Mac wrapped his arms around Archie. “I guess it’s just you and me, kid.”

Mentally, Mac Faraday would often have to pinch himself when entering the Spencer Inn. Before his inheritance from his birth mother, he would never have been able to afford to set foot in the elegant mountaintop resort.

With its five-star rating, the Spencer Inn was the place to go for romance and luxury. There were a dozen other little out of the way places around Deep Creek Lake that couples could patronize to explore the intimacy of love. For those blessed with wealth, and who desired the best in fine food, drink, and romance, then the Spencer Inn was the place to go.

Two years later, Mac was still getting used to receiving the royal treatment. Doors were opened for him. Trying to anticipate the inn owner’s every need or desire, clerks would race to get his favorite cognac or predict what type of dinner he might be in the mood for. If Mac and Archie were dining at his table in the gourmet restaurant at sunset, the host would ensure the blinds were set to perfection to block the sun from his eyes, while still allowing him a view of the mountains and the lake below.

Mac Faraday was forty-seven years old when he had learned that the teenaged girl who had given him up for adoption had grown up to become Robin Spencer, an internationally famous murder mystery writer. She had come from a long line of blue bloods, who had founded the upscale resort town of Spencer, Maryland. For an underpaid homicide detective, the whole experience was still surreal.

Mac didn’t think he would ever get used to it.
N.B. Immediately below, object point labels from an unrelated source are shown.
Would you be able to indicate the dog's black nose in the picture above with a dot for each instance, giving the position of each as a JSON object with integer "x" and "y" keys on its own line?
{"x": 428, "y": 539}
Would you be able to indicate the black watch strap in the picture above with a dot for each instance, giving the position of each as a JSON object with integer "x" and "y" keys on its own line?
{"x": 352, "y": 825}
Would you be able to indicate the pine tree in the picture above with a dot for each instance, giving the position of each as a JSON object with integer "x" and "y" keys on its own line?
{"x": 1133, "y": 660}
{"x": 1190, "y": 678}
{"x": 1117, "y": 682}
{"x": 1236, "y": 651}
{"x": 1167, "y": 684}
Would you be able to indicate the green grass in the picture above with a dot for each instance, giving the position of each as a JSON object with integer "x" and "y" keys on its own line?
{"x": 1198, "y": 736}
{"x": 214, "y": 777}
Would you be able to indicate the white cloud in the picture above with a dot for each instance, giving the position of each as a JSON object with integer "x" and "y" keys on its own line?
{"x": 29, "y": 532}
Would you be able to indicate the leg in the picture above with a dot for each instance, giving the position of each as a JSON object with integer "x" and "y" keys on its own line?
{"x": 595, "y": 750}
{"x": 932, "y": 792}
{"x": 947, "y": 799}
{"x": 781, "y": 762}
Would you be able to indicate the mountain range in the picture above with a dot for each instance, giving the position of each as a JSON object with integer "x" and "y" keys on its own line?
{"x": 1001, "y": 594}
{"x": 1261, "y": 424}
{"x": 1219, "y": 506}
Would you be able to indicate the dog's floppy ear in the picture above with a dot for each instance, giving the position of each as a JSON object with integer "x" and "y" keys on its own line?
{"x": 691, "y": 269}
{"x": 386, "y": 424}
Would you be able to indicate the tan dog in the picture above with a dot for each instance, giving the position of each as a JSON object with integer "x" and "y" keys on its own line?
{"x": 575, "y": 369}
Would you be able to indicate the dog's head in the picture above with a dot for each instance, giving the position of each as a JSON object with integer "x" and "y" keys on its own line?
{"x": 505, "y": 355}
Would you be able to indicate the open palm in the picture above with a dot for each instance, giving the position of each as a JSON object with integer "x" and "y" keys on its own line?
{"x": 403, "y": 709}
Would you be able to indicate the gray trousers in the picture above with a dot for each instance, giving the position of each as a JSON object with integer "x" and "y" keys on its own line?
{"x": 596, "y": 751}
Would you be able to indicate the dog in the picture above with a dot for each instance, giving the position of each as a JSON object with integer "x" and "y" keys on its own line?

The hosts of both the lounge and the restaurant opened their cut-glass doors when they spied Mac and Archie crossing the lobby. Unsure of where they wanted to eat, the couple paused. Glancing down at their coats and gloves and dirty boots and jeans, Archie suggested the lounge where they would not appear so out of place—even if they did own it.

The host hurried in ahead of them to signal for a server to prepare the corner booth where Mac usually sat when visiting the lounge. By the time they crossed the bar area, the bartender was getting a bottle of Archie’s favorite white wine from Mac’s private collection—2008 Domaine Leflaive Puligny-Montrachet Les Folatières. He also fetched two wine glasses.

“What happened between you and David?” Archie asked after they were settled in the booth.

“Nothing happened,” Mac insisted in a low voice.

“Liar.”

The bartender showed the gold bottle with the white label to Archie, the wine expert of the couple. He uncorked and served a single swallow for her to approve before filling their glasses. “Have you decided on what you would like for dinner this evening?”

Mac turned to Archie for her choice. Dining with Archie Monday was an adventure. As Robin Spencer’s assistant, she had traveled all over the world. Fearless when it came to exotic food, she loved to test the culinary skills of the chief chef.

“What does Iman feel like trying this evening?” she asked. “Tell him that I’m drinking a 2008 Domaine Leflaive Puligny-Montrachet Les Folatières and to surprise me with something to complement it.” With a wicked glance in Mac’s direction, she added, “Make it a dinner for two.”

The bartender went back to the kitchen to deliver her message.

After a toast, Archie took off her cap and ran her fingers through her hair to revive the circulation to her scalp before urging Mac to continue. “You had to do something to make David threaten to shoot you.”

“David wasn’t going to shoot me,” Mac said. “He only threatened to.”

“He’s been down lately,” she said. “He tries to hide it, but I can see it. You do know that Finnegan is leaving for Quantico tomorrow.”

“Yeah, that’s right.” Mac confessed that he had forgotten about David’s latest girlfriend, a former U.S. Marshal, was starting a new career with the Federal Investigative Agency. She was moving to Quantico, Virginia. After her training was completed, she would be transferred to her first assignment, which would definitely not be western Maryland.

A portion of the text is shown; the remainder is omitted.